What is the electric charge of an isolated copper ball bombarded with radiation?

[liorda]

Homework Statement

What will be the electric charge of an isolated ball of copper, which was projected long enough with radiation of wavelength $$\lambda = 1400 \angstrom$$?

Homework Equations

The radius of the ball is R=1cm and the work function of copper is $$\Phi = 4.47 eV$$.

The Attempt at a Solution

$$E_{k}^{max} = \frac{hc}{\lambda} - \Phi_{Cu}$$
I want to say that the last electron which will be "released" will have kinetic energy that is equal to the potential energy on the surface of the ball.
The potential on the surface of the ball is Q/R, but how do I represent Q? Isn't it changes with the emission of the electrons?

Thanks.

 

[DAKONG]

$$E_{k}^{max} = \frac{hc}{\lambda} - \Phi_{Cu}$$

electron volt = electron volt_unit

$$W = FS$$

$$W = qES$$

$$W = q\frac{V}{S}S$$

$$W = qV$$

if you want to change eV unit to be Joule unit

Work_Joule = charge of electron_qoulomb x 1_volt

eV = another kind work unit (please review difinition of electron volt)

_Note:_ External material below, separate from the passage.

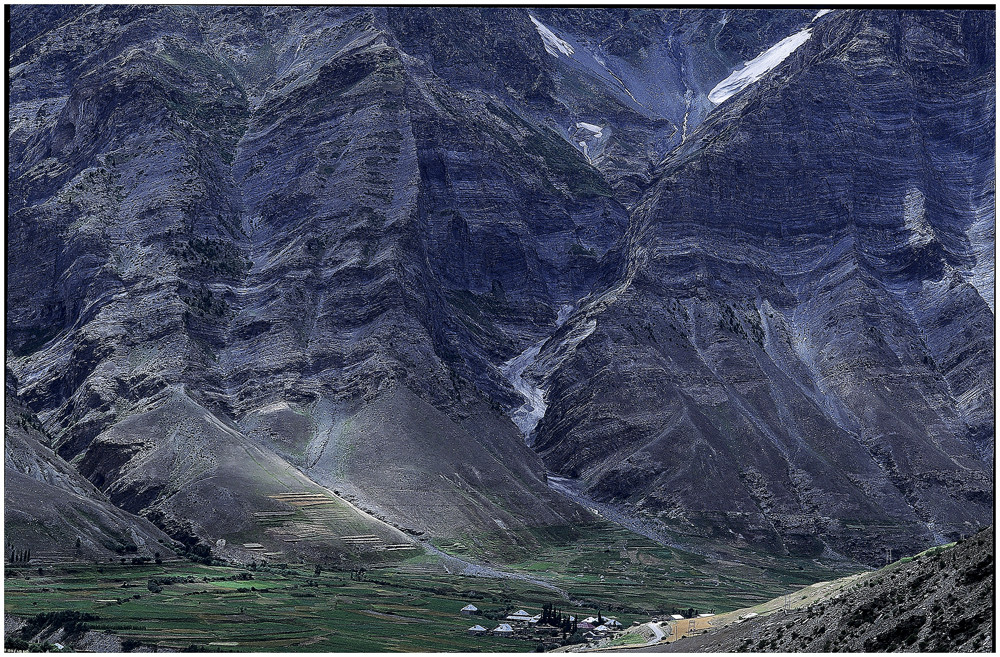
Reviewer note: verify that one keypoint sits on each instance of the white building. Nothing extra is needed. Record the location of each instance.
(503, 629)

and $$W = \frac{1}{2}mv^2$$
m = electron mass

 

[Doc Al]

I want to say that the last electron which will be "released" will have kinetic energy that is equal to the potential energy on the surface of the ball.

Sounds good. The idea is that the charge builds up until the photoelectrons do not have enough energy to escape the field of charged ball.

The potential on the surface of the ball is Q/R, but how do I represent Q? Isn't it changes with the emission of the electrons?

Of course the charge changes--the ball starts out with no charge. Q is the maximum charge--which is what you are trying to find. (Take care with your units.)